Ketua MPR: China Jangan Seenaknya Mengganggu Kedaulatan Indonesia
Ketua MPR Bambang Soesatyo. (Foto: Ist)

JAKARTA, HALUAN.CO - Ketua MPR RI Bambang Soesatyo (Bamsoet) mendesak pemerintah bertindak tegas terhadap kapal penangkap ikan China di perairan Natuna yang masuk ke wilayah perairan Zona Ekonomi Ekslusif (ZEE) Indonesia.

Ditegaskan Bamsoet, ZEE punya kekuatan hukum tetap dan mengikat sebagaimana ditetapkan berdasarkan United Nations Convention on the Law of the Sea (UNCLOS) atau Konvensi Perserikatan Bangsa-Bangsa (PBB) tentang Hukum Laut.

"Jadi klaim sepihak China bahwa perairan Natuna merupakan wilayah mereka, sesungguhnya tak punya dasar apapun di PBB. Karena itu pemerintah perlu bertindak tegas," tegas Bamsoet dalam keterangan tertulisnya diterima Haluan.co, Minggu (5/1/2020).


Sikap tegas itu kata Bamsoet, bukan hanya dengan mengirimkan protes diplomatik, melainkan juga melakukan tindakan hukum tegas, seperti penenggelaman kapal-kapal berbendera China di perairan Natuna itu.

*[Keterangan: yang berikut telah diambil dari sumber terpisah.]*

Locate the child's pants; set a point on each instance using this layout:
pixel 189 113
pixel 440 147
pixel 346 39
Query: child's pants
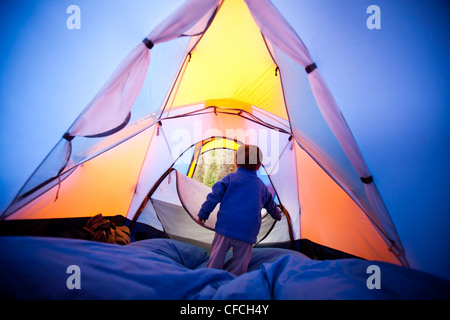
pixel 242 252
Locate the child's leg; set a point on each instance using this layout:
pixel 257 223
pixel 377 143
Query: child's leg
pixel 242 252
pixel 219 249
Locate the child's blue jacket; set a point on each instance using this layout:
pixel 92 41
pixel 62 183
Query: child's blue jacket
pixel 242 195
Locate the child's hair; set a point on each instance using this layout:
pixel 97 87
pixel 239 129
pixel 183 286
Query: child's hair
pixel 249 157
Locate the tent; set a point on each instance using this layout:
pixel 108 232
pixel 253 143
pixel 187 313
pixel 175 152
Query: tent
pixel 245 77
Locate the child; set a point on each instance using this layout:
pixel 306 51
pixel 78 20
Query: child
pixel 242 195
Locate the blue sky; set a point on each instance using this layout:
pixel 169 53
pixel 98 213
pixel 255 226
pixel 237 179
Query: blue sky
pixel 391 84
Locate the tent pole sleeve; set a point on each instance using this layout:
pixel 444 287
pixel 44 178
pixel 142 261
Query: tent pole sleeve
pixel 147 198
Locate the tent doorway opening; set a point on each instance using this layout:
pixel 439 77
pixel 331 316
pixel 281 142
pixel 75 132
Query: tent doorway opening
pixel 176 198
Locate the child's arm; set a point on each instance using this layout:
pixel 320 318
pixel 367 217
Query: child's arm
pixel 212 199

Bamsoet mengakui bahwa China merupakan salah satu investor terbesar di Indonesia. Namun hal tersebut tidak membuat negeri Tirai Bambu itu seenaknya mengganggu kedaulatan Indonesia.

"Memang mereka salah negara yang menjadi salah satu investor di Indonesia, tapi bukan berarti seenaknya mengganggu kedaulatan Indonesia," tegas Bamsoet.

BACA JUGA: Kapal China Tetap Membandel, TNI Tambah Kekuatan Empat Kapal Perang

Bamsoet mengatakan, Pemerintah tak boleh lembek masalah kadaulatan negara ini. Apalagi Kementerian Luar Negeri China sudah mengeluarkan pernyataan bahwa mereka seakan tak peduli apakah Indonesia menerima atau tidak klaim China sebagai pemilik perairan Natuna.

"Kalau kita lembek, negara manapun akan dengan mudah menginjak-injak harga diri kita. Namun, jika kita berani mengambil sikap tegas, siapapun akan segan dengan Indonesia. Ini rumah kita, jangan biarkan ada maling masuk dan kita hanya tersenyum menikmati dirampok," tegas Bamsoet.

Mengingat kerasnya potensi konfrontasi di perairan Natuna, mantan Ketua DPR RI ini mendorong pemerintah dan Komisi I DPR RI segera menyusun anggaran untuk menambah kekuatan armada penjaga (coast guard).

Tanpa ditunjang kekuatan dan alutsista yang prima, tak mungkin tentara Indonesia bisa menjaga kedaulatan dengan sempurna.

Bamsoet nengutip pepatah Romawi kuno, "si vis pacem para bellum", yang berarti jika kau mendambakan perdamaian bersiaplah menghadapi perang.

"Artinya, kita perlu mempersiapkan kekuatan tempur yang prima agar bisa menghadapi situasi terburuk seperti perang. Karena jika kita lembek dan tak punya kekuatan, negara lain dengan mudahnya akan menginjak harga diri kita. Namun jika kita kuat, negara lain akan berpikir berjuta kali untuk berhadapan dengan Indonesia," pungkas Bamsoet.